For many, government IDs ― particularly driver’s licenses ― have come to symbolize their new status.

Cristina Jiménez, managing director at United We Dream, the nation’s largest national network of young immigrants, said its members frequently posted photographs of themselves on Facebook, posing with their new licenses. “To mainstream America, it may not seem like a big deal,” she said. “But to people in our community, it’s a huge deal.”

For many recipients, the lives they lived before receiving the reprieve were not always underground. They attended schools and universities, many held jobs and some have been outspoken activists for immigration reform and other causes.

But they did this under severe constraints: though illegal immigrants can legally attend public school and are allowed to attend many colleges and universities, they are barred from many scholarship and tuition-assistance programs and cannot be legally employed.

Making ends meet was tough. So, upon receiving the reprieve, recipients have quickly shifted from the shadow economy to legal employment.

Erika Flores, 24, who has lived in New York City since she immigrated from Mexico when she was 4, said that until the announcement of the deferred-action policy, she braced for a sudden dead end in her life.

But the policy coincided with her completion of a master’s program focusing on early childhood special education, and she was recently hired as a teacher’s assistant in an early intervention center on the Lower East Side, where she works with children with autism.

“I sort of felt relieved that I didn’t go to school for nothing and could go and do what I want to do, like everyone else in this country,” she said. “I can go out and execute what I learned, working with kids.”

Javier Santos, 29, who studied architecture at New York City College of Technology and volunteered at Asociación Tepeyac, an advocacy group for immigrants, was hired as a full-time designer at a luxury kitchen-manufacturing company within weeks of receiving the reprieve. He is using his Social Security number and work authorization to apply for a general contractor license so that he and his father, a construction worker in the country illegally, can start a business together.

He is also considering opening a restaurant with his mother.

“My parents brought me here for a better future,” he said. “And after all that hard work they did, I’m able to help them out.”

For many, the impact of the program has been as much emotional as practical.

“There is a sense of belonging at last,” said Kamal Essaheb, 31, who came to the United States from Morocco when he was 11 and received deferred action in January. “I was lawfully present ― finally ― after being here for 20 years.”

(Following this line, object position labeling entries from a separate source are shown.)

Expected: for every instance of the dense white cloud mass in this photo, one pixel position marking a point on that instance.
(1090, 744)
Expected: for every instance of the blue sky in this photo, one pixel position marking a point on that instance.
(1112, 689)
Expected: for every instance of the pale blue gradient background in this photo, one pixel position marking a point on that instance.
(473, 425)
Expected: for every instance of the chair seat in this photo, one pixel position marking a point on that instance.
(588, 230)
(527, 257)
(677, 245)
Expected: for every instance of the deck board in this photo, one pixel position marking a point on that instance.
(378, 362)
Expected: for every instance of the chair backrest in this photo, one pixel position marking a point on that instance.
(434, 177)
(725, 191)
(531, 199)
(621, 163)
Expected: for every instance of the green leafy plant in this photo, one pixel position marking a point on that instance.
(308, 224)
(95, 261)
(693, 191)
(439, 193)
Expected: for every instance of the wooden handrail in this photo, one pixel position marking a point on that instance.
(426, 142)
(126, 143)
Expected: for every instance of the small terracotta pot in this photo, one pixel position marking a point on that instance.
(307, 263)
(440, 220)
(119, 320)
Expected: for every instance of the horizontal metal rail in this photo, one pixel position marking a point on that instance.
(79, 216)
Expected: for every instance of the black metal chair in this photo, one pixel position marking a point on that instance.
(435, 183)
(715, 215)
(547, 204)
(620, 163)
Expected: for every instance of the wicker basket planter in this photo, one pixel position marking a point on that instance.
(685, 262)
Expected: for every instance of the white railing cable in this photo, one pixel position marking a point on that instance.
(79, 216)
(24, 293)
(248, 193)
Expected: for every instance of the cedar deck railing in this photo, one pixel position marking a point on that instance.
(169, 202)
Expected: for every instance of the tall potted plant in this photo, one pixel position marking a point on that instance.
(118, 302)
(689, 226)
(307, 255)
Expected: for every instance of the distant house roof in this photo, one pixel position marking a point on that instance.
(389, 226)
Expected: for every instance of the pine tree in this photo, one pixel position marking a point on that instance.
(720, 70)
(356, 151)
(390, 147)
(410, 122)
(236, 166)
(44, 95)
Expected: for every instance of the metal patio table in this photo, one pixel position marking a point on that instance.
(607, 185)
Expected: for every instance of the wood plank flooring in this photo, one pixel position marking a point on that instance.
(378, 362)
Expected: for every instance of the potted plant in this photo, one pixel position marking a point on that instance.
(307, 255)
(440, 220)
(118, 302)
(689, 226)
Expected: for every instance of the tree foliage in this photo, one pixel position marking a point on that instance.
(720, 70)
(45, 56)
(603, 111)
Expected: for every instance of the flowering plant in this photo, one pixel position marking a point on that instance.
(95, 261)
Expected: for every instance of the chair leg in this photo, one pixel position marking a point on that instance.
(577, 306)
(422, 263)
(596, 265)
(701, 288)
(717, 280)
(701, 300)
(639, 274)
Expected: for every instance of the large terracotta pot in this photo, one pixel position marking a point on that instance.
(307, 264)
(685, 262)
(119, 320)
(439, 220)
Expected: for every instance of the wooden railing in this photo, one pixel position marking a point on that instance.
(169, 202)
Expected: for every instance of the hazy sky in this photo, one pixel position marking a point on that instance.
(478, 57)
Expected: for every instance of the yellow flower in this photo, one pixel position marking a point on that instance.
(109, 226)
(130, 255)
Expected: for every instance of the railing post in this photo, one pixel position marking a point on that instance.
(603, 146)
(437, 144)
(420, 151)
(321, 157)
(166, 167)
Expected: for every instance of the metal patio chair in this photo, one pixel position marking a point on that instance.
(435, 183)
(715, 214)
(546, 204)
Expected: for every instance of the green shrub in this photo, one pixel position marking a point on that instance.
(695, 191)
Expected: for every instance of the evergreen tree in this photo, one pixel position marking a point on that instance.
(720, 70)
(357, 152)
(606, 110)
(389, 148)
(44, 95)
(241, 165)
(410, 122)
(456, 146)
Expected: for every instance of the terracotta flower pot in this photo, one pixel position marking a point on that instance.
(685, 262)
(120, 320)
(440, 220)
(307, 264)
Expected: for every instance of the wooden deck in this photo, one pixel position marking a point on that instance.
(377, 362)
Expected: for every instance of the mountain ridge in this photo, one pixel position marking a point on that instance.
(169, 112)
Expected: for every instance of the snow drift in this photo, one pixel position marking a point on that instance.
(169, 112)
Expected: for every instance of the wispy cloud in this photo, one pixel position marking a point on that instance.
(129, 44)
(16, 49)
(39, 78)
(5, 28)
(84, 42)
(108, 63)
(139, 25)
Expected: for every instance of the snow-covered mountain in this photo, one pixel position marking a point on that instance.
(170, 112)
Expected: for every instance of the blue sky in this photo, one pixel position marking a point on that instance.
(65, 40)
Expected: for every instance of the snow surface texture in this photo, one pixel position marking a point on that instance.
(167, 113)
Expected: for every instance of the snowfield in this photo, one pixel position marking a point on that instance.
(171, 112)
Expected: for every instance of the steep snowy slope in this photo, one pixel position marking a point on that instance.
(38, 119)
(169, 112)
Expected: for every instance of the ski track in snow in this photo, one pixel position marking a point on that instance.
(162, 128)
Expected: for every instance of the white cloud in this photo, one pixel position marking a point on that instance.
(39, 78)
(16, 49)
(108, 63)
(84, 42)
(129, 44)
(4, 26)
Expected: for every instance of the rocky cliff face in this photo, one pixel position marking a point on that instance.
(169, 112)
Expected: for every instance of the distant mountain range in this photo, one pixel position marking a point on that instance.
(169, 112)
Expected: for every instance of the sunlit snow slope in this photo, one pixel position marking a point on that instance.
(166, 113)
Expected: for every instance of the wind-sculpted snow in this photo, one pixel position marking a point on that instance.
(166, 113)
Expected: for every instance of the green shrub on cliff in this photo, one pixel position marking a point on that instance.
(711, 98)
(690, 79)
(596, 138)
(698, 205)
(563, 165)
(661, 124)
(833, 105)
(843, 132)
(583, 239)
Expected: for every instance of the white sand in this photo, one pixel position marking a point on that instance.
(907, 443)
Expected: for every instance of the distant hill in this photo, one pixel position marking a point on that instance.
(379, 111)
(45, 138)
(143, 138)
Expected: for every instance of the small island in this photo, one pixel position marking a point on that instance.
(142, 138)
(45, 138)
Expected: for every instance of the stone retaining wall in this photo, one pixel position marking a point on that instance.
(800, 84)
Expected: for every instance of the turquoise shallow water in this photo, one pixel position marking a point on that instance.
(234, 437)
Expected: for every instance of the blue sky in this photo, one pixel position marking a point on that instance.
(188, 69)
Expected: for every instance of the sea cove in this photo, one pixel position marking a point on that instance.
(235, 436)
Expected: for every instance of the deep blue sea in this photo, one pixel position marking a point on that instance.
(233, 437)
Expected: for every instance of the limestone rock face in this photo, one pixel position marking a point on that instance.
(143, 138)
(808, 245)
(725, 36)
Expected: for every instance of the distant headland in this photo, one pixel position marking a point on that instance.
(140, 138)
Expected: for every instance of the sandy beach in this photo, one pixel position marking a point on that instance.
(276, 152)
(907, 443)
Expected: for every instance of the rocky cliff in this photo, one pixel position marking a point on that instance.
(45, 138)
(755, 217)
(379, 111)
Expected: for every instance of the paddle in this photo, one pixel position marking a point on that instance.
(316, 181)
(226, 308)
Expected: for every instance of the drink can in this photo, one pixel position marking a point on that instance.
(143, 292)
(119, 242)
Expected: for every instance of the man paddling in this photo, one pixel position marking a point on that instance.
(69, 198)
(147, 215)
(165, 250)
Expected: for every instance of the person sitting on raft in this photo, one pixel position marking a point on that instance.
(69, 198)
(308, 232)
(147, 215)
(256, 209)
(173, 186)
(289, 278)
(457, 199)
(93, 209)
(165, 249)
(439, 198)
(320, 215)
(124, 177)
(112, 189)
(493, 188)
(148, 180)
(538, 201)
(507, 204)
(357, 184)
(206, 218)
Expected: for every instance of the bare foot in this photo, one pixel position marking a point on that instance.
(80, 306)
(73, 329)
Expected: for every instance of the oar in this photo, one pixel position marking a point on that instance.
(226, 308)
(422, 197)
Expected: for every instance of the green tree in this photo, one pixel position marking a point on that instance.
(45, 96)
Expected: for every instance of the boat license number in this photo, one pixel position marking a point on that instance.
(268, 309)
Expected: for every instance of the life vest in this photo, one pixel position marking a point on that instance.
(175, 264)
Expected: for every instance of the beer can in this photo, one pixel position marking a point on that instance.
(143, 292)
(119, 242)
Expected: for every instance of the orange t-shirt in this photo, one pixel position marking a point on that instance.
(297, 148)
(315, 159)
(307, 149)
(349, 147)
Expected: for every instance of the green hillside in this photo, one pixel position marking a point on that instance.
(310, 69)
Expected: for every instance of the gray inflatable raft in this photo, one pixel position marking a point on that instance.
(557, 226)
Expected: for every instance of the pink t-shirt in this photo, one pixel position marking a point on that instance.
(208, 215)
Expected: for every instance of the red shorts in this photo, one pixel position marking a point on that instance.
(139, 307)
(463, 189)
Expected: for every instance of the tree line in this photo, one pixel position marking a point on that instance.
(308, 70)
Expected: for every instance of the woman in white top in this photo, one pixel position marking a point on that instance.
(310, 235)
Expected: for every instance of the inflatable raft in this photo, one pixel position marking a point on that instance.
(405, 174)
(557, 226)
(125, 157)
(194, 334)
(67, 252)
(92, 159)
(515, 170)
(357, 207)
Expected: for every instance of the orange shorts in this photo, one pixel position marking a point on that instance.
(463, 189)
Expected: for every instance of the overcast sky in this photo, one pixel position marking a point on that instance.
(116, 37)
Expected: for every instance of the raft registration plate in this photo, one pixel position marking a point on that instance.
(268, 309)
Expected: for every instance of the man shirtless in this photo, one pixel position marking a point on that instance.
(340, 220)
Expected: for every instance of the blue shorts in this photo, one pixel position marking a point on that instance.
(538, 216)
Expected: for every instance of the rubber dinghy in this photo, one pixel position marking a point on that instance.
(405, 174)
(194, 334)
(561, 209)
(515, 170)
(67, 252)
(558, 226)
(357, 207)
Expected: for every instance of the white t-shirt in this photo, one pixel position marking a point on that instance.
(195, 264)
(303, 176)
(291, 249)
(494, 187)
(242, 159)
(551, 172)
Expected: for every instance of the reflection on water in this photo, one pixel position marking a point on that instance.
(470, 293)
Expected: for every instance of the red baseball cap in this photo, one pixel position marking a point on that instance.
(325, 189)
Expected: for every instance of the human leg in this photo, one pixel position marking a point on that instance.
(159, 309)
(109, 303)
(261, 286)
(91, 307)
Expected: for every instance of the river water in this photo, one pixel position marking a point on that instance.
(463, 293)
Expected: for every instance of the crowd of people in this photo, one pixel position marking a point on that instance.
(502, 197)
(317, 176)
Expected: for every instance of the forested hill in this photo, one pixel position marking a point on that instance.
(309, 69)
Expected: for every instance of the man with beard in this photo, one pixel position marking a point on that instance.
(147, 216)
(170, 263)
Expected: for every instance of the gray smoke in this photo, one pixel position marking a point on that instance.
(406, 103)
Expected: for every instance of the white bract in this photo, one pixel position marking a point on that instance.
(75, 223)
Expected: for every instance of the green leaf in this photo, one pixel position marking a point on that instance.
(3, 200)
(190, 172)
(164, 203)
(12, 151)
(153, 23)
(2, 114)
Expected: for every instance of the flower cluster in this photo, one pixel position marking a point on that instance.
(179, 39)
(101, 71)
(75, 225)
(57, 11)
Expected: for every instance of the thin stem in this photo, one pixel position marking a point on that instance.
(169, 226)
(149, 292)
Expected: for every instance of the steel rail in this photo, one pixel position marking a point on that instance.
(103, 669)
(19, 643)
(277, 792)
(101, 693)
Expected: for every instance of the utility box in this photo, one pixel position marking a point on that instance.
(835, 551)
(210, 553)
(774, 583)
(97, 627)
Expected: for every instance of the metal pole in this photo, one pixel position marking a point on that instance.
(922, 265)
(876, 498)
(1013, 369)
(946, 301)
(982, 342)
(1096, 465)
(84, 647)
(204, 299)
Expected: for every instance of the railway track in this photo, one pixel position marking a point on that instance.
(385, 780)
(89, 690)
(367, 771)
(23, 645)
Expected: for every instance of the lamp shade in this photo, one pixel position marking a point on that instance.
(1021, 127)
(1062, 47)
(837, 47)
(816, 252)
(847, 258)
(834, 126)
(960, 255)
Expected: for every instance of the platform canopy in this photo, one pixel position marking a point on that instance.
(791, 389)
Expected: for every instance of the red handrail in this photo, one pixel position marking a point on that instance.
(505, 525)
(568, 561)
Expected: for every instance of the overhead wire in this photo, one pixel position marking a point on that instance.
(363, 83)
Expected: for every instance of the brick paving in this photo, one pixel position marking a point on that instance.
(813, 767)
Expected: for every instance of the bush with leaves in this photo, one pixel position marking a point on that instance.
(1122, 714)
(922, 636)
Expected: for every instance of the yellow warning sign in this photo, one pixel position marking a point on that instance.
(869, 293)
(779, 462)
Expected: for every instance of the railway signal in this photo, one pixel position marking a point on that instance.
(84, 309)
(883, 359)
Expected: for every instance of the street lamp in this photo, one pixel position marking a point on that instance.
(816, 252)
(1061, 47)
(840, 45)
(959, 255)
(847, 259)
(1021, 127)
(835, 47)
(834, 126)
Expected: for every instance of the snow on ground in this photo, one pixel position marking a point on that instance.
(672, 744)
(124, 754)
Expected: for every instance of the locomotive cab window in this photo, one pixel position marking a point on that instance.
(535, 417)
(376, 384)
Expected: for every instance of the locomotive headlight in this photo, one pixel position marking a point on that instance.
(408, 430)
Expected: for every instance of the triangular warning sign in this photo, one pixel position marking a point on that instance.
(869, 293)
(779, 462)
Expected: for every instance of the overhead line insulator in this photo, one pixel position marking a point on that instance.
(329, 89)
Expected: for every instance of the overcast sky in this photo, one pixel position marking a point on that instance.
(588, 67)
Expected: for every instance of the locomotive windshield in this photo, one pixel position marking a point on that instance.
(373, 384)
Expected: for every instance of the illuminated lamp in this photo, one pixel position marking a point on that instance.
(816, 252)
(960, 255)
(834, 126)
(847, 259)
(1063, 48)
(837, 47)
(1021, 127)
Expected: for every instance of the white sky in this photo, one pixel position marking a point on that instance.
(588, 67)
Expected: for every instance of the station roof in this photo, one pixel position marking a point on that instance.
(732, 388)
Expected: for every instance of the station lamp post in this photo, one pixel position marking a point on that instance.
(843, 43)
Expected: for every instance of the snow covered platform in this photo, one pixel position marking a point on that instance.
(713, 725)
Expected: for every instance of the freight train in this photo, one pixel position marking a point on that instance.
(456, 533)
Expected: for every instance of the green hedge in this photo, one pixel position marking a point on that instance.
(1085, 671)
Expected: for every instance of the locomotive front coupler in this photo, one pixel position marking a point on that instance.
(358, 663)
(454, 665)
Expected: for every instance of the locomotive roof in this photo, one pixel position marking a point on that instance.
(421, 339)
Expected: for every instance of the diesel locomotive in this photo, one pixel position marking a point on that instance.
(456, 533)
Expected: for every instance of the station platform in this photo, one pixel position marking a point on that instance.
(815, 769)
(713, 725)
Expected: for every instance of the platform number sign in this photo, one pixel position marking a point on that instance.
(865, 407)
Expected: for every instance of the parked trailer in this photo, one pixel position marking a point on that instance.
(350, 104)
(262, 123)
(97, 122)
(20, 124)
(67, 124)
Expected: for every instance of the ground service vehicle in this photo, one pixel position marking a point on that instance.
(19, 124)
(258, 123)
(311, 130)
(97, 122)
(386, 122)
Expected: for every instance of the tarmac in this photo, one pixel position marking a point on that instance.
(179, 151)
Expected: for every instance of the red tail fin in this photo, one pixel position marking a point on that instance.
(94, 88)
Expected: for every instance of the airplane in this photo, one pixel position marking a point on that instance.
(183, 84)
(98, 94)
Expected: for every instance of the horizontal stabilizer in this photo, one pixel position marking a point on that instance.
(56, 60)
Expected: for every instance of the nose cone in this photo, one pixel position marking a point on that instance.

Byron Adriano Pullutasig, 20, an Ecuadorean immigrant, said he obtained a driver’s license and a job driving a taxi, even as he is pursuing a double major in physics and sociology at Queens College. He has become more involved in political activities and was elected to be a senator in the college’s student government.

Deferred action, he explained, “gave me confidence in myself that I can do a lot more than I could when I was undocumented, because I felt like I had nothing to fear.”

David Chung, 22, an immigrant from South Korea, said he had been planning to return there after college because he did not think that he had a future in the United States. Now, he is working as a paralegal at the MinKwon Center for Community Action, an immigrant advocacy group in Queens. “I had gotten so much from this country, and I wanted to give back as well,” he said.

With his new status, he has reveled in each new rite of passage, like qualifying for a driver’s license and finding a job ― even, he added, filling out a federal tax return for the first time.